KASHA
Lore
Kasha is a yokai whose name, 火車, originally meant fire cart, the blazing wagon demons used to ferry sinners' souls to hell. Over time, that faceless engine of punishment merged with the image of a cat, turning into a sentient, necro-vampiric predator. In Japanese monster taxonomy, the Kasha is classed as a kind of bakeneko, an evolved nekomata, yet unlike European blood-drinkers, it feeds not on blood but on fresh human remains. One typical scene has the creature leaping from a rooftop to snatch a body straight out of its coffin during a funeral service.
In appearance, Kasha are large, upright-walking cats, often standing taller than a grown man. They usually manifest at night or amidst heavy rainfall. Telltale features include ember-red pupils, enormous claws, a split tail, and a constant sheath of hellfire that neither rain nor wind can snuff out. Their arrival is often accompanied by dark thunderclouds and sudden, violent gusts of wind; the monster itself is frequently depicted balancing on flaming wheels, a nod to its mythological origins as a soul-transporter.
Folk belief says an ordinary cat transforms into this yokai only in extreme old age, around a hundred years, once its tail has grown unusually long and split in two. To seal the transformation, the century-old cat must leap over a human coffin during a burial. Once the change is complete, the Kasha gains the power to abduct corpses for consumption or even briefly reanimate them as zombie marionettes, using its hellfire to pull the strings of the dead to confuse or terrify the living.

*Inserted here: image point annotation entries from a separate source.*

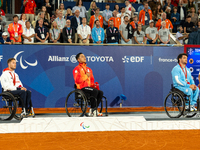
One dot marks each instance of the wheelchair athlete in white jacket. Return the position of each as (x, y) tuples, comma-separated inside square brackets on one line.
[(10, 82)]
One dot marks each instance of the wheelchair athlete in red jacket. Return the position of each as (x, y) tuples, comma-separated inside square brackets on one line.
[(84, 80)]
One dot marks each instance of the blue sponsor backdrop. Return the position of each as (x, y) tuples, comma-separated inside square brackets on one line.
[(143, 74)]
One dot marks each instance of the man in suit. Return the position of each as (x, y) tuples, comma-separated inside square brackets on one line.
[(182, 11), (75, 22)]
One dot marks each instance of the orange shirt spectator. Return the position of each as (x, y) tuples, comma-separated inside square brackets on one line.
[(134, 25), (168, 22), (116, 20), (30, 8), (15, 30), (94, 17)]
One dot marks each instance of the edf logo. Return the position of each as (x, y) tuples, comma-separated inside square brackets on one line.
[(1, 57)]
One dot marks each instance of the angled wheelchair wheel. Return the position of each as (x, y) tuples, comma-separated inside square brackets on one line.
[(192, 114), (76, 104), (174, 105), (8, 106)]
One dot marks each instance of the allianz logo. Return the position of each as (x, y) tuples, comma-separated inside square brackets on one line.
[(88, 58)]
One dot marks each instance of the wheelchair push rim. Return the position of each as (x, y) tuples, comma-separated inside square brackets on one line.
[(174, 105), (8, 106), (76, 104)]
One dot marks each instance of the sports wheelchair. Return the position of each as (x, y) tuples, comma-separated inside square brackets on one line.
[(11, 106), (175, 104), (77, 102)]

In everyday life, a Kasha hides among people by posing as a common stray or even a docile house pet, secretly stalking a potential victim or watching for the next funeral procession. Beyond human settlements, its strongholds are thought to be ancient Buddhist temples or sprawling, overgrown graveyards. Encountering one is considered a sign of terrible karma, and priests are often called upon to perform special rites to keep the flaming cat from descending upon a grieving family's home.